Travailleurs saisonniers originaires de pays tiers

6 language versions available in PDF format
Saisonarbeitnehmer aus Drittstaaten
Trabajadores temporeros procedentes de países terceros
Travailleurs saisonniers originaires de pays tiers
Lavoratori stagionali provenienti da paesi terzi
Pracownicy sezonowi pochodzący z krajów trzecich
Third‐country seasonal workers

Un certain nombre d’Etats membres de l’Union européenne sont confrontés à un besoin de main-d’œuvre saisonnière, notamment dans les secteurs de l’agriculture, de l’horticulture et du tourisme. La Commission a adopté une proposition de directive visant à établir un cadre juridique pour l’entrée et le séjour dans l’Union des ressortissants originaires de pays tiers comme travailleurs saisonniers, renforçant la protection de ces migrants.

Immigration de travailleurs saisonniers

© illustrez-vous / Fotolia

Le recours à des travailleurs saisonniers de pays tiers concerne une main d’œuvre peu qualifiée dans des secteurs qui connaissent des pics d’activité pendant des périodes limitées, variant en fonction des secteurs. Les travailleurs saisonniers exercent une migration circulaire: ils séjournent dans un Etat membre (EM) de l’Union européenne (UE) pendant ces périodes puis retournent dans leur pays de résidence. Le nombre de travailleurs saisonniers extracommunautaires est estimé par la Commission à plus de 100 000 par année.

Les travailleurs saisonniers, du fait de l’activité peu qualifiée et peu rémunérée, des périodes d’emplois limitées et de leur isolement parfois linguistique ou géographique risquent d’être exploités.

Un cadre juridique

La proposition de directive (2010) a pour base les dispositions relatives à la politique d’immigration et s’inscrit dans le cadre du programme d’action relatif à l’immigration légale (2005).

Les travailleurs saisonniers originaires de pays tiers, au sens de la proposition, sont les ressortissants de pays tiers qui ne résident pas dans l’UE au moment de la demande de permis. La proposition vise, d’une part, à faciliter l’admission et le travail dans l’UE (titre de séjour et de travail, qui peut être pluriannuel, lié à un contrat ou à une offre ferme), au moyen d’une procédure simplifiée définissant en particulier les critères communs et les motifs de refus. Elle fixe aussi la durée pendant laquelle ces travailleurs peuvent être employés au cours d’une année, prévoit la faculté de déterminer des “volumes d’admission” par les EM et rappelle le principe de la préférence communautaire en faveur des nationaux et ressortissants de l’UE pour pourvoir les emplois vacants.

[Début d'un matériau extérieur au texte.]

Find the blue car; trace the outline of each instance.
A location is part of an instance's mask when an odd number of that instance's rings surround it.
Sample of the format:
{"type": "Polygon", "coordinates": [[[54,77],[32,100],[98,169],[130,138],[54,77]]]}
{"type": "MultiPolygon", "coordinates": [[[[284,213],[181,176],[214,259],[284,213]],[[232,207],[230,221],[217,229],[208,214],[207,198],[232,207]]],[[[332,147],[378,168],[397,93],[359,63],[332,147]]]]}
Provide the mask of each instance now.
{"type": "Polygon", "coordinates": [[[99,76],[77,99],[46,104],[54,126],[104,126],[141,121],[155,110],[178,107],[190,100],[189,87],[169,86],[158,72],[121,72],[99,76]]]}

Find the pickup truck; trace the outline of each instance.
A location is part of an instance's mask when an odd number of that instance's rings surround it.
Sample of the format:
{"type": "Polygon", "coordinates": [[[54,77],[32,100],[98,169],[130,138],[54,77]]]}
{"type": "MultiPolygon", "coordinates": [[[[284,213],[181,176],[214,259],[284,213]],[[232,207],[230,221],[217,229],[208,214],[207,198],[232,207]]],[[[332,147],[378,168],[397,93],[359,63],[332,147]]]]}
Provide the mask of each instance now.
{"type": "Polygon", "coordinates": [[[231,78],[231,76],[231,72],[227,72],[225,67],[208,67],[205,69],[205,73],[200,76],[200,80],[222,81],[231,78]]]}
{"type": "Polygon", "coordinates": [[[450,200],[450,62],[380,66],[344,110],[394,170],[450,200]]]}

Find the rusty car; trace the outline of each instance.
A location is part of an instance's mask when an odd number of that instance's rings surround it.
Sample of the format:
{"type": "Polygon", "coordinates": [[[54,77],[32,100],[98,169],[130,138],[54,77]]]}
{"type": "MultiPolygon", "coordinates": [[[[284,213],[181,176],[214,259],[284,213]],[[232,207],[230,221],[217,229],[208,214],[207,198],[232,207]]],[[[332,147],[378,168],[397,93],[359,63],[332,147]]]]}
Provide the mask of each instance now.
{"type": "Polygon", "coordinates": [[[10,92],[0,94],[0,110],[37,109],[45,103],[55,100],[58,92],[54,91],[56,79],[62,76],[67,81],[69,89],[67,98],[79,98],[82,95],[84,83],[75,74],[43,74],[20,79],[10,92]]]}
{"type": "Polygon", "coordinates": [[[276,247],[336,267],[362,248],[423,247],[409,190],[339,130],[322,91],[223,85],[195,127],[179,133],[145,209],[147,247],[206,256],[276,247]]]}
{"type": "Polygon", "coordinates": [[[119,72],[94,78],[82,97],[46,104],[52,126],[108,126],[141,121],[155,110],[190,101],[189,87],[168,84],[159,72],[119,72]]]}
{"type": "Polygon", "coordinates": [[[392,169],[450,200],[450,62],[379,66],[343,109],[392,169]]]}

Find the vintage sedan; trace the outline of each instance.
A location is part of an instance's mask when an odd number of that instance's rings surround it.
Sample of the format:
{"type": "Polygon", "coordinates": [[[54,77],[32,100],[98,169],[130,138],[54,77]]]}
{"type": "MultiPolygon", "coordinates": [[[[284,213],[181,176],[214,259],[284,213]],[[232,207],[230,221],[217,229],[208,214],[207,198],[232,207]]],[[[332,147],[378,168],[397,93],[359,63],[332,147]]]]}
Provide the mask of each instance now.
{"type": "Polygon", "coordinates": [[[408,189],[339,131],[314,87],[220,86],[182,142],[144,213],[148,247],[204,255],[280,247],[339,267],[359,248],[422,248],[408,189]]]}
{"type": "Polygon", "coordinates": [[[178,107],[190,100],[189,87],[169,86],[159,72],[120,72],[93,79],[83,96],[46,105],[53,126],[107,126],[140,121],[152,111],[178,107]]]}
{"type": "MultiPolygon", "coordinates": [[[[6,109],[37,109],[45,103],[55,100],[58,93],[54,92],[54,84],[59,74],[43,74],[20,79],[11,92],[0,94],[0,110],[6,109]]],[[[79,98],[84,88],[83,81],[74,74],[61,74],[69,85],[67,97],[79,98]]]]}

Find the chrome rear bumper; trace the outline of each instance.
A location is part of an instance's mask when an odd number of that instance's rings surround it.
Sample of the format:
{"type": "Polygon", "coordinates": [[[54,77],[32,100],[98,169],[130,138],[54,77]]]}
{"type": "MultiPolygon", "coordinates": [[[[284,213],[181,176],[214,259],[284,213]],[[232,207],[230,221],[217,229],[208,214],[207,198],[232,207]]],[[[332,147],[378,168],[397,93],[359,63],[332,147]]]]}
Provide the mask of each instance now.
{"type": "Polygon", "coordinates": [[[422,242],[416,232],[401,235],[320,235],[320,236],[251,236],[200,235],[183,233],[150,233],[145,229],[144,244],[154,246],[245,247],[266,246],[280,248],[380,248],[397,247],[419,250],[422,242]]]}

La proposition comporte, d’autre part, des dispositions conférant des droits aux travailleurs saisonniers (rémunération, conditions de travail et logement), les protégeant d’abus et leur permettant de subvenir à leurs besoins et de vivre décemment, sans recourir à l’aide sociale. Le travailleur peut prester pour plusieurs employeurs au cours de la période pendant laquelle il est autorisé à travailler comme saisonnier (durée maximale de séjour comprise entre cinq et neuf mois sur une période de douze mois).

La proposition a été accueillie par les parties intéressées comme un progrès (notamment Confédération européenne des syndicats), même si certaines (par ex.”PIatform for international cooperation on undocumented migrants”, PICUM) soulignent que celle-ci n’élimine pas à elle seule les risques d’exploitation.

Parlement européen

La commission parlementaire “Libertés civiles, justice et affaires intérieures”, en association avec la commission “Emploi et affaires sociales”, a examiné la proposition de directive (rapporteur Claude Moraes, S&D, Royaume-Uni). Le Parlement, le Conseil et la Commission sont parvenus en octobre 2013 à un accord à l’issue des trilogues.

Les EM devront transposer la directive dans un délai de deux ans et demi après la publication.